Un consulente finanziario viterbese è tra i quattro indagati finiti nel mirino della guardia di finanza di Treviso per un raggiro ai danni di un imprenditore agricolo padovano, in difficoltà finanziaria, al quale avevano promesso un guadagno di 2 milioni di euro a fronte di un investimento di 250 mila euro.

I quattro – un avvocato trevigiano, un agente di commercio bolzanino, due consulenti finanziari domiciliati in provincia di Roma e Viterbo – dovranno ora rispondere, in concorso, del reato di truffa aggravata dal danno di rilevante entità e, per il solo legale, dall’abuso di prestazione d’opera.

L’operazione della guardia di finanza di Treviso ha avuto il fine di tutelare l’economia da professionisti opachi, disposti a sfruttare le difficoltà finanziarie degli imprenditori pur di conseguire ingiusti guadagni, e di risarcire del danno patito la vittima della condotta truffaldina.

A far scattare le indagini la querela presentata dall’imprenditore agricolo padovano, il quale, al fine di risolvere le sue problematiche finanziarie, è stato indotto dal commerciante di bestiame altoatesino a rivolgersi all’avvocato trevigiano, esperto nel settore bancario e finanziario.
Quest’ultimo, dopo essersi guadagnato la fiducia dell’imprenditore, con la complicità dei due consulenti finanziari, lo ha indotto a emettere 5 assegni circolari da 50.000 euro ciascuno, che sarebbero serviti per realizzare un’operazione di finanza strutturata, riservata a pochi “eletti” e gestita da banche di primaria importanza, che avrebbe reso un guadagno di 2 milioni di euro.
Gli accertamenti bancari delle fiamme gialle hanno dimostrato che il legale trevigiano ha incassato gli assegni non per essere investiti sul mercato mobiliare, ma per essere, in parte, divisi con i suoi “collaboratori” e, per la parte residua, utilizzati per l’acquisto di una Porsche cabriolet e per l’emissione di ulteriori assegni circolari.
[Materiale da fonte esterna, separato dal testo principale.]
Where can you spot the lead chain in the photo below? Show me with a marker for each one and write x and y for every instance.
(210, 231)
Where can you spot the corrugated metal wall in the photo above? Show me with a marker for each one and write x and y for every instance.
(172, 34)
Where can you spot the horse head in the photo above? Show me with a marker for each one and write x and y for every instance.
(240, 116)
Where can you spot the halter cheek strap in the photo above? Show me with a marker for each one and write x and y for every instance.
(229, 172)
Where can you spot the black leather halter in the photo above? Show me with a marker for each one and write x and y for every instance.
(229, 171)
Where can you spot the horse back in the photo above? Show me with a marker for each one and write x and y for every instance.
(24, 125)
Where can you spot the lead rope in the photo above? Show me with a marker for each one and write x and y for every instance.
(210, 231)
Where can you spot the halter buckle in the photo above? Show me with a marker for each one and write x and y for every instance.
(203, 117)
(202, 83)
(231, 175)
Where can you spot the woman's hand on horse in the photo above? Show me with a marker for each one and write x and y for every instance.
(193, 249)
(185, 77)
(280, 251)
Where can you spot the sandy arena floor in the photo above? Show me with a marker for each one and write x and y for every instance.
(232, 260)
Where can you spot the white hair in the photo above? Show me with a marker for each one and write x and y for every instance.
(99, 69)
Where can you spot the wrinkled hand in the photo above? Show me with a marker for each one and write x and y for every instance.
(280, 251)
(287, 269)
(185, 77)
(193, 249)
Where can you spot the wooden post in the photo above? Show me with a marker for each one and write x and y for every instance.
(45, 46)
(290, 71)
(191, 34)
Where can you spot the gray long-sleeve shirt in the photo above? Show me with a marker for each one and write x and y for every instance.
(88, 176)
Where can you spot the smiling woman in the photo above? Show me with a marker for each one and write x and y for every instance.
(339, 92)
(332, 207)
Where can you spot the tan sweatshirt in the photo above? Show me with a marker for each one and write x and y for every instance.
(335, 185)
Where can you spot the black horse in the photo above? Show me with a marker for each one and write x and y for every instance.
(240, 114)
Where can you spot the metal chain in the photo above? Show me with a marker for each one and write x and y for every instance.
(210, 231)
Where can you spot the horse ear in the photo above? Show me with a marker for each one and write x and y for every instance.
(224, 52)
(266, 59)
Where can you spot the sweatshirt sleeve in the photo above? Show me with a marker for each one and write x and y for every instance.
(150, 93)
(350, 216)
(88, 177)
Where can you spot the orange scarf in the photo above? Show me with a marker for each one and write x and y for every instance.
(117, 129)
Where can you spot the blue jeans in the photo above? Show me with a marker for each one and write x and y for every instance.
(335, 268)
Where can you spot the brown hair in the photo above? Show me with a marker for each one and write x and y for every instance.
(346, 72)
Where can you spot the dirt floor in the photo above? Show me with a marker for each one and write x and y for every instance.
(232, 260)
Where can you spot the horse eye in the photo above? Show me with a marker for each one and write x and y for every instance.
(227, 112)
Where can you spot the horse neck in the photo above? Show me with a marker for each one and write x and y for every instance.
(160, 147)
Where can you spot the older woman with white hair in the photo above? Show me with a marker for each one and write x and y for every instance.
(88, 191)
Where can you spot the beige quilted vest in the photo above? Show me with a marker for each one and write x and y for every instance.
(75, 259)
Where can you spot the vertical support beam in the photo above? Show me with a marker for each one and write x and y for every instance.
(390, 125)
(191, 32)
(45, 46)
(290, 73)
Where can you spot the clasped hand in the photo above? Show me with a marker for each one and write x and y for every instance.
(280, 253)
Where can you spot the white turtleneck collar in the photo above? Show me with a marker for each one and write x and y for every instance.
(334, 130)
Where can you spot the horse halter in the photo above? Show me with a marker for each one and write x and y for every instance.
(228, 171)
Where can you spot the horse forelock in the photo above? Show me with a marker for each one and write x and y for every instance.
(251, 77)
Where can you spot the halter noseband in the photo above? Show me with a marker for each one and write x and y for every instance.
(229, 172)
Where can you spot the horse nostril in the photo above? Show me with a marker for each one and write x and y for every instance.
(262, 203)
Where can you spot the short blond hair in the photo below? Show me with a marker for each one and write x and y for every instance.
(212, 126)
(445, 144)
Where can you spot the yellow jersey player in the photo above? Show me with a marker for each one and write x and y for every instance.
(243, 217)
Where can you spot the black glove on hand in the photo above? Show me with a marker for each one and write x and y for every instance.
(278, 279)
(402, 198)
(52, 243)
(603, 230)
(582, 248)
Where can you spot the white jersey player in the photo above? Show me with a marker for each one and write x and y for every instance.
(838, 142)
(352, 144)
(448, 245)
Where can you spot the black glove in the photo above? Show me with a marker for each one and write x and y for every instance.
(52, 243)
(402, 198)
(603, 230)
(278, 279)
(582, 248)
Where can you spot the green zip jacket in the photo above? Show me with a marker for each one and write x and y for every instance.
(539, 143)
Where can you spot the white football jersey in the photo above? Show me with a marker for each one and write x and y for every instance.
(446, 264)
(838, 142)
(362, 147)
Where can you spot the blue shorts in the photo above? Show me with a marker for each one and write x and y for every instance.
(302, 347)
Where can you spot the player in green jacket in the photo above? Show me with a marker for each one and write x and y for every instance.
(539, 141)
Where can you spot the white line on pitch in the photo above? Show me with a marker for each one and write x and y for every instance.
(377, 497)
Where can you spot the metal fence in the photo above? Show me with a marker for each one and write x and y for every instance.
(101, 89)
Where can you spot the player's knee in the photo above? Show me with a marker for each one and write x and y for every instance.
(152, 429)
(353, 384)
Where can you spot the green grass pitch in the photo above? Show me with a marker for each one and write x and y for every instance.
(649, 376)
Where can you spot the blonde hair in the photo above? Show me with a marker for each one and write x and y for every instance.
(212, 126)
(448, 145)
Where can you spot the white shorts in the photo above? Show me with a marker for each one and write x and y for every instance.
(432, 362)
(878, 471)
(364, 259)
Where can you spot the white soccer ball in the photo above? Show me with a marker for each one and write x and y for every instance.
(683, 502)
Il giudice per le indagini preliminari, grazie alle indagini svolte dal gruppo di Treviso sotto il coordinamento della locale procura, alla luce del grave quadro indiziario, ha disposto dunque il sequestro preventivo del profitto del reato, pari a 250 mila euro, cioè all’importo corrisposto dall’imprenditore padovano; provvedimento immediatamente eseguito dai finanzieri trevigiani, cautelando l’intera somma, rinvenuta prevalentemente sui conti correnti dell’avvocato con studio in provincia di Treviso.